Ben Polson ’23 and Shirley Zhang ’23 are graduating from CALS’ Biometry and Statistics major this May. While studying at Cornell, both explored digital agriculture opportunities with the Cornell Nutrient Management Spear Program (NMSP). Hear what their work with NMSP involved and where they are going from here!
What brought you to Cornell’s Nutrient Management Spear Program?
Shirley: I was looking for a hands-on research experience to apply my statistical skills so when the statistics department mentioned a digital agriculture opportunity with NMSP, I reached out to the team.
Ben: The director of my major reached out to everyone with information about a machine learning role with NMSP that seemed very interesting to me. I interviewed with Quirine Ketterings, director of NMSP and professor of nutrient management in the department of Animal Science, and she offered me a position on the team.
Did you have any previous experience with agriculture?

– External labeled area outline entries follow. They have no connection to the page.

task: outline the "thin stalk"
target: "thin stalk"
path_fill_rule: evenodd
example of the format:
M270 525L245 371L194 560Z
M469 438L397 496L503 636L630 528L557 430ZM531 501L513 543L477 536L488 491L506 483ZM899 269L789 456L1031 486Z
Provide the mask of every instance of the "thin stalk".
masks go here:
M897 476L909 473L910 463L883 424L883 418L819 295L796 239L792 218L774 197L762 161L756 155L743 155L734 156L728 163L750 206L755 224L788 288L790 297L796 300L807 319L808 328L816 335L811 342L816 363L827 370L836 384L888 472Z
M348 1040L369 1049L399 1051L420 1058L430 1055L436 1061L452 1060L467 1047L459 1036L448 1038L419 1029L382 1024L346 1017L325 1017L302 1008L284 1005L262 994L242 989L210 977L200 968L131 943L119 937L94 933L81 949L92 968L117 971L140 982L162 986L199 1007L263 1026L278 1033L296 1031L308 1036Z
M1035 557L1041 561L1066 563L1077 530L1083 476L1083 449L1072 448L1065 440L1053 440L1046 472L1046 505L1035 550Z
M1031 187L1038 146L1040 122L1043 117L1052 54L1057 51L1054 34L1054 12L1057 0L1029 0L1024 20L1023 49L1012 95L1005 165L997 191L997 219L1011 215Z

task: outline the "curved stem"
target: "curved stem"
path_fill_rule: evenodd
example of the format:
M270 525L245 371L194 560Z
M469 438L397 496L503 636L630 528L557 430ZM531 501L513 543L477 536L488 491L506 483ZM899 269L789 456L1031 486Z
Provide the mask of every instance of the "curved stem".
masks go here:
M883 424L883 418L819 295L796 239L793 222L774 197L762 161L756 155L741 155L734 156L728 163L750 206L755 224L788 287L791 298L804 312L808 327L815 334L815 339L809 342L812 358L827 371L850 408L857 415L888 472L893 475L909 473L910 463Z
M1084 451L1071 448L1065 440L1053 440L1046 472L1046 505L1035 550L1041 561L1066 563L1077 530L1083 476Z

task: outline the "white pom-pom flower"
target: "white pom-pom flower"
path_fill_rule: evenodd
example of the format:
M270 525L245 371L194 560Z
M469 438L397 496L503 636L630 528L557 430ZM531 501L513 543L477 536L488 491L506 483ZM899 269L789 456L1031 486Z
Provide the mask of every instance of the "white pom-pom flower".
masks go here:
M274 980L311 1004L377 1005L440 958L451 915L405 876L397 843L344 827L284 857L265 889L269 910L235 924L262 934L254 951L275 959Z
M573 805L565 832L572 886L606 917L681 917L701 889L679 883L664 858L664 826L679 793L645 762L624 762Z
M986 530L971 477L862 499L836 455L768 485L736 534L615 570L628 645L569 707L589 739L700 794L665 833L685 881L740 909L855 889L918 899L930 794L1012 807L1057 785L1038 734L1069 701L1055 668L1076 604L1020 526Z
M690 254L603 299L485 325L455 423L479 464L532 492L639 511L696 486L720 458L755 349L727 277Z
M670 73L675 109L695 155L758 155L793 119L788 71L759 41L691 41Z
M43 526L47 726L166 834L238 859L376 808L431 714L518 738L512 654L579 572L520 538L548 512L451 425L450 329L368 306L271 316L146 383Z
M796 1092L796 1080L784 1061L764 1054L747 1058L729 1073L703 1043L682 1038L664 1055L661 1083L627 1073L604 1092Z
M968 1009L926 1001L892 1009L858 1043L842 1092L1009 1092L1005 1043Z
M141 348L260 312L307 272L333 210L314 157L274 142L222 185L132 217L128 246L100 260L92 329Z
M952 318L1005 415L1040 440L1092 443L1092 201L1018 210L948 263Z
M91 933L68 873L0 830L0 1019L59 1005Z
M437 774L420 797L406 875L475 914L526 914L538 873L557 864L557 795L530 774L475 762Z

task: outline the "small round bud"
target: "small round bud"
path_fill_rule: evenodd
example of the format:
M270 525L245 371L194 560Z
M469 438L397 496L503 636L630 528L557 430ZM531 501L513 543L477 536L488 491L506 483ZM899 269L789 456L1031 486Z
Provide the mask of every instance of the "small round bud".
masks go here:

Shirley: I didn’t have any previous agricultural experience! But I was willing to learn new things and take advantage of CALS resources to learn about digital agriculture.
Ben: I began at Cornell as a Plant Sciences major, so I learned a lot about agriculture in my introductory courses. I also worked as a research assistant on a project that tried different methods of growing strawberries hydroponically.
What projects did you work on?
Shirley and Ben both started out working with NMSP data specialist Manuel Marcaida III, learning how to clean yield data from corn silage and grain harvests. Yield data cleaning involves correcting errors in sensor generated data from a yield monitor mounted on harvest equipment.
Shirley: Once I was experienced with yield data cleaning, I continued working with Manuel to use machine learning to identify drivers of yield in corn fields. The team has been working on understanding why certain areas yield higher than others and what causes yield variability from year to year.
Ben: For my first few months, I worked on cleaning yield data with Manuel. After learning how to clean yield data and gaining an understanding of the team’s goals, I began working with NMSP research associate Sunoj Shajahan on a paper that we hope to publish later this year. The focus was comparing machine learning models’ performance in predicting yield from satellite images taken early in the season.